Yoga, an ancient practice developed in India almost four thousand years ago, has gained huge popularity among people across the globe. According to a research, it was revealed that around 15 million people in the United States do yoga.
Yoga Proves as Good as Physical Therapy for Back Pain Relief
In the United States, yoga classes comprise of a combination of the following:
– Physical exercises
– Breathing exercises
Yoga has been used for many thousands of years to promote health and prevent diseases. Those with back problems have found yoga to be very helpful in:
– Relieving pain
– Boosting strength and flexibility
– Teaching relaxation
– Coping with the pain
In the last few years, researchers have shown interest in studying various effects of yoga on treating various health conditions. According to studies, yoga may emerge as a useful part of the treatment plan for several medical conditions including:
– Back problems
– Heart disease
– Carpal tunnel syndrome
– Neck pain
The latest research has revealed that yoga is as well as physical therapy for reducing chronic low back pain. According to Managing Director of Integrative Medicine at Boston Medical Center Robert B. Saper, the effectiveness of yoga as a therapy was most obviously among those who continued with it. Saper presented his study at the 2016 Annual Meeting of American Academy of Pain Management.
In a previous research, it has been shown that yoga improves pain and function and reduces the use of medication. The research also reveals a positive effect of physical therapy (PT) in treating people with back pain.
Saper says that yoga and PT are effective. Unfortunately, the comparative effectiveness is yet to be known. He believes that yoga needs to be at least as effective as conventional therapy to introduce yoga officially as complementary health practice into mainstream health care. I would say that (at minimum).

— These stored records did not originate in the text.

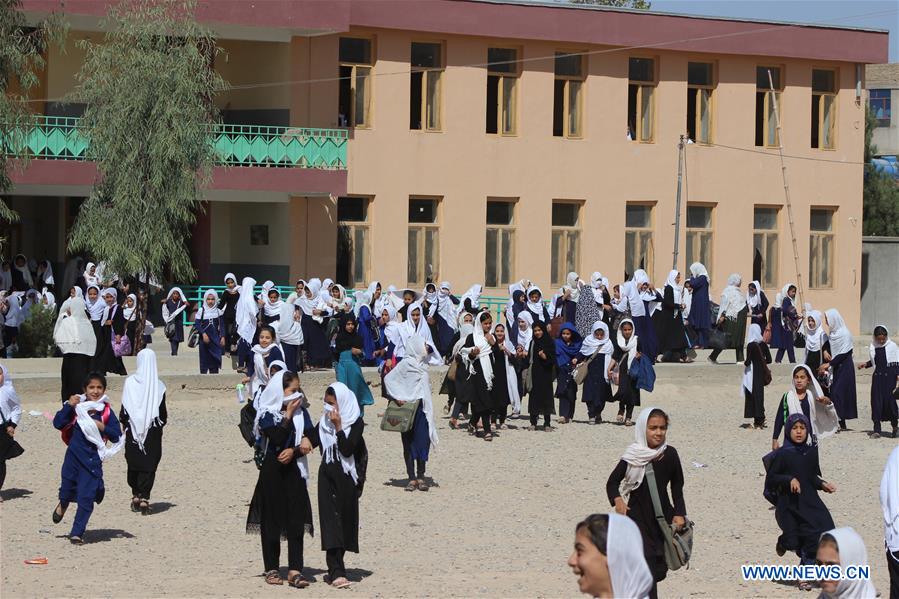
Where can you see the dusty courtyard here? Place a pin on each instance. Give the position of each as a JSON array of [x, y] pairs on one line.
[[498, 523]]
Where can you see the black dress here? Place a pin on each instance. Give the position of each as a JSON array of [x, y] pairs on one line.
[[667, 469], [338, 497], [142, 465]]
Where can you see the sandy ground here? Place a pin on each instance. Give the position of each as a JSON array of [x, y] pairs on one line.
[[498, 523]]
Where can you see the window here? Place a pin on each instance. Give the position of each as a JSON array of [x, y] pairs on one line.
[[765, 119], [355, 82], [638, 245], [640, 93], [824, 108], [764, 241], [425, 90], [568, 95], [879, 101], [500, 243], [566, 237], [353, 242], [699, 234], [821, 250], [423, 264], [502, 80], [700, 86]]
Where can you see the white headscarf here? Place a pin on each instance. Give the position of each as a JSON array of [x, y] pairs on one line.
[[629, 346], [889, 500], [207, 313], [852, 553], [627, 563], [409, 381], [348, 406], [840, 336], [890, 348], [638, 454], [73, 332], [142, 395], [289, 331], [246, 310], [824, 419]]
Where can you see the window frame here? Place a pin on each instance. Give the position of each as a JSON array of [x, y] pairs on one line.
[[771, 283], [711, 88], [369, 103], [833, 253], [441, 70], [424, 227], [512, 227], [515, 77], [778, 99], [367, 226], [819, 97], [582, 92], [651, 229], [654, 84], [577, 228]]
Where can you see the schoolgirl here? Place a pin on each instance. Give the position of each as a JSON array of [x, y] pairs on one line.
[[211, 327], [143, 415], [172, 306], [87, 422]]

It should also offer other benefits including cost-effectiveness.
The study was conducted by enrolling 320 adult patients from Boston-area community health centers.The researchers ensured that these patients had chronic back pain with no obvious anatomic cause (spinal stenosis). All patients had “quite high” pain scores which scaled on an average of 7 out of 10. They were also “quite disabled” due to back pain. Around 240 out of these patients used pain medication, and 64 were taking opioids. Saper mentioned that the recruitment of patients went really smooth and most people in the United States are suffering from chronic pain and their needs are not being met.
All 320 patients were assigned to one of 3 groups randomly:
The yoga group was assigned a 75-minute class on a weekly basis. The student-to-teacher ratio was low. The classes started with a brief introduction to yoga philosophy. Participants were provided with mats to do the simple yoga poses. The patients were also provided with a DVD to practice poses at home.

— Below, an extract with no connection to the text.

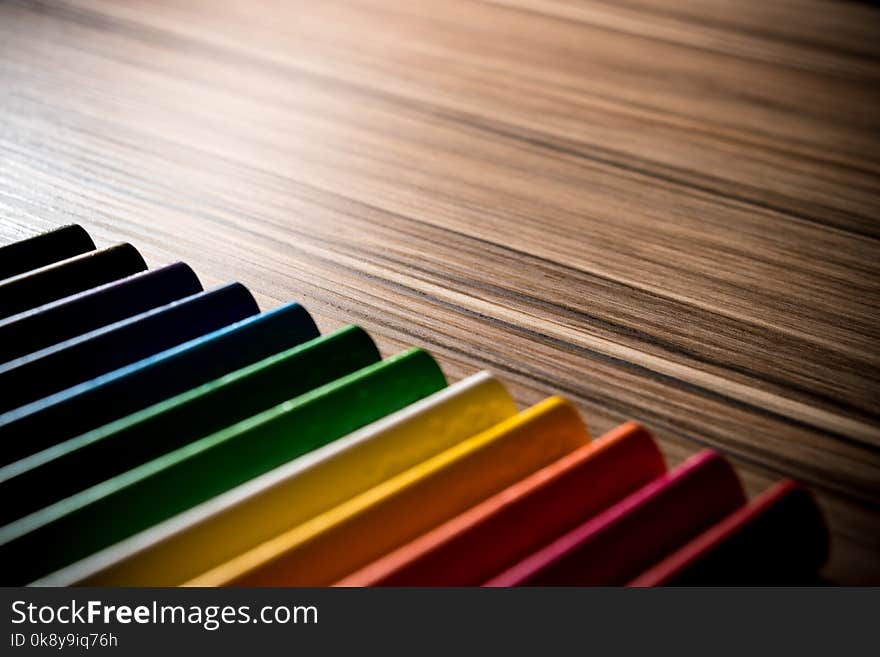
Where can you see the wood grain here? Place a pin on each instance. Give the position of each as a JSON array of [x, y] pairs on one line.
[[665, 211]]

Some patients faced difficulty in enacting the poses, especially those who were obese. However, the classes went really slow and gentle. Initially, it was about getting people on the floor, helping them get knees to chest, or in a table position.
The PT group had one-on-one 60-minute 15 different sessions that also included aerobic exercise. A comprehensive book on back pain was given to the education group. PT and yoga sessions continued for 12 weeks. Thereafter, these patients were followed for 52 weeks. The patients in both the yoga and PT groups were also randomly assigned to maintenance.
This study revealed that yoga and PT groups reported about the same function. Saper observed that yoga and PT are quite similar. The difference with education is very high. The results for pain scores were similar. A similar number of yoga and PT subjects reported “very improved” and “very satisfied,” results.
According to Saper, yoga proved to be very safe, with just mild, temporary worsening of back pain. Adherence rate was low. The director believes that larger studies are required to develop newer, better ways to ensure that people stick to their guidelines. In a future study, researchers will analyze the costs involved with yoga.
M. Catherine Bushnell, Ph.D., of the National Center for Complementary and Integrative Health, National Institutes of Health says there’s evidence that yoga has a positive impact on the brain. According to Bushnell, the time period for which a person has done yoga and positive brain changes are closely related.